Menurut sebagian pendapat ulama, sesuatu dikatakan darurat ketika keadaan nyata yang sudah terjadi atau diperkirakan akan terjadi dalam waktu dekat, sehingga dapat dianggap pasti akan melenyapkan nyawa seseorang. Seperti tersesat di hutan atau terjebak di dalam goa. Jika pemahaman tentang kondisi darurat hanya berhenti sampai di sini, maka tidak heran bila ada sebagian muslim yang beranggapan bahwa Covid-19 belum masuk kondisi darurat.

Padahal, ulama-ulama kontemporer telah menambahkan bahwa perkiraan di masa depan berdasarkan perhitungan statistik yang benar, dapat dianggap sebagai kondisi darurat, lantaran perhitungan ilmiah tersebut relatif pasti akan terjadi. Kondisi wabah yang terus menyebar luas, menjebol sistem kesehatan, dan tidak jarang mengantarkan kematian, apabila tidak secara cepat dan tepat ditanggulangi, data statistik telah menunjukkan akan adanya bom waktu yang semakin menyebabkan krisis multidimensi.

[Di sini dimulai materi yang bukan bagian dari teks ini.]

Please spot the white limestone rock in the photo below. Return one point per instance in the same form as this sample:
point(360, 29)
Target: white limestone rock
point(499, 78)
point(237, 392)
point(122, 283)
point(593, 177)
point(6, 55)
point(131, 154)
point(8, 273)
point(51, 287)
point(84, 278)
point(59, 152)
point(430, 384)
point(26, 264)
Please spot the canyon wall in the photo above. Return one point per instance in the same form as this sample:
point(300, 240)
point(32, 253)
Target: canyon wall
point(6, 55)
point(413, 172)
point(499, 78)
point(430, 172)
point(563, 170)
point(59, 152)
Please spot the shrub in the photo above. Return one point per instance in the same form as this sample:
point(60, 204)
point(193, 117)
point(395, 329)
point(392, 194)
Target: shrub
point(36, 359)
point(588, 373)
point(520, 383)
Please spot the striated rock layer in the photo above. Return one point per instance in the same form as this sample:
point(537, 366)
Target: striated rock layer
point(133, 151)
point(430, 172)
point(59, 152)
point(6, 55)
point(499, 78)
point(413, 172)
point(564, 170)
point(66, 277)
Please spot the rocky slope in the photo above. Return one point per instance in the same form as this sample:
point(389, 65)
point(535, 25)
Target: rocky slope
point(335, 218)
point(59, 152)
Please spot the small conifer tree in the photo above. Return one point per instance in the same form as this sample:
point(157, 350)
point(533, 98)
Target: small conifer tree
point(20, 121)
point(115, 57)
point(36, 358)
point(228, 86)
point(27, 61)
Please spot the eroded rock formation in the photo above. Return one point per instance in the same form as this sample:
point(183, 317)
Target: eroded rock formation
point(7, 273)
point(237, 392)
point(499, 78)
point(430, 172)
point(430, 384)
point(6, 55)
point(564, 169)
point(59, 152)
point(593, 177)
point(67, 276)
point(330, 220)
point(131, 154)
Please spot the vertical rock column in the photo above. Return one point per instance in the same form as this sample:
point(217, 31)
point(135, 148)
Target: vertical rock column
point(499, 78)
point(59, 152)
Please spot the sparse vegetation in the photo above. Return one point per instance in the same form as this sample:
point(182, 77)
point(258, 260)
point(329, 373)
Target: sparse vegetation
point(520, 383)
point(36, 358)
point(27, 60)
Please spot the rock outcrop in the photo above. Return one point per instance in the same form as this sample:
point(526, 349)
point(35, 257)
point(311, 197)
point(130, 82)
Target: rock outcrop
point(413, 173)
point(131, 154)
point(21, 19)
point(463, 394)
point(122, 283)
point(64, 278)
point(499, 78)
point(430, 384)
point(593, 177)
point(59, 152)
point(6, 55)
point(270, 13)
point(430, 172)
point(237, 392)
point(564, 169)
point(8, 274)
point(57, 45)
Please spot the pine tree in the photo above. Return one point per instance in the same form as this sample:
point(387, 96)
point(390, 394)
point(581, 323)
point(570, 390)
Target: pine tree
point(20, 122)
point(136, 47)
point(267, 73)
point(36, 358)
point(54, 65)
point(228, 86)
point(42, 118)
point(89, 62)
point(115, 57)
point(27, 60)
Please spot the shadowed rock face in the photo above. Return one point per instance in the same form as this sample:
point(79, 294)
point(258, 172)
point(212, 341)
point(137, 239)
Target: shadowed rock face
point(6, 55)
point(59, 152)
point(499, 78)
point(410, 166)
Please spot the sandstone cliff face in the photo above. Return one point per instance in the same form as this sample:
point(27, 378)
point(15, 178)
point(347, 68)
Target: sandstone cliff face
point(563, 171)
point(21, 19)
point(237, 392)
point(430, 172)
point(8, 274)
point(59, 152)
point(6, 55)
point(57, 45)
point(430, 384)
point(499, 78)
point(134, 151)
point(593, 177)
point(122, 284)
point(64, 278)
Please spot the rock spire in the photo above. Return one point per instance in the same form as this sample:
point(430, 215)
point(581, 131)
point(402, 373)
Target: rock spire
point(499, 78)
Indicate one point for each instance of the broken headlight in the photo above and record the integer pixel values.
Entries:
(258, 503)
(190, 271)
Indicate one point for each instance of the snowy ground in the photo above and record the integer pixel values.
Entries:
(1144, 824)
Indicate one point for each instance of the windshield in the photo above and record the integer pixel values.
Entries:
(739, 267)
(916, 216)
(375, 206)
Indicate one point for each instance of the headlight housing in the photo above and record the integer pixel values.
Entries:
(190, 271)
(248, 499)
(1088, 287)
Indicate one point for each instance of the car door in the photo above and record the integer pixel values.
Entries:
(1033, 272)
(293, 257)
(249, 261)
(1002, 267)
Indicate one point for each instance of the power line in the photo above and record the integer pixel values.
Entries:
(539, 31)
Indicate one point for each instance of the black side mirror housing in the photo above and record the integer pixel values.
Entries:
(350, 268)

Kita tahu bahwa wabah Covid-19 telah membuat Rumah Sakit kewalahan, tenaga medis berguguran, usaha gulung tikar, karyawan-karayawan di-PHK, dan kegiatan-kegiatan yang mengumpulkan massa dalam jumlah yang besar harus ditiadakan. Pembatasan kegiatan tentu saja berdampak pada tersendatnya roda ekonomi masyarakat. Jika satu sektor ekonomi tersendat boleh jadi menghasilkan efek domino bagi sektor yang lain.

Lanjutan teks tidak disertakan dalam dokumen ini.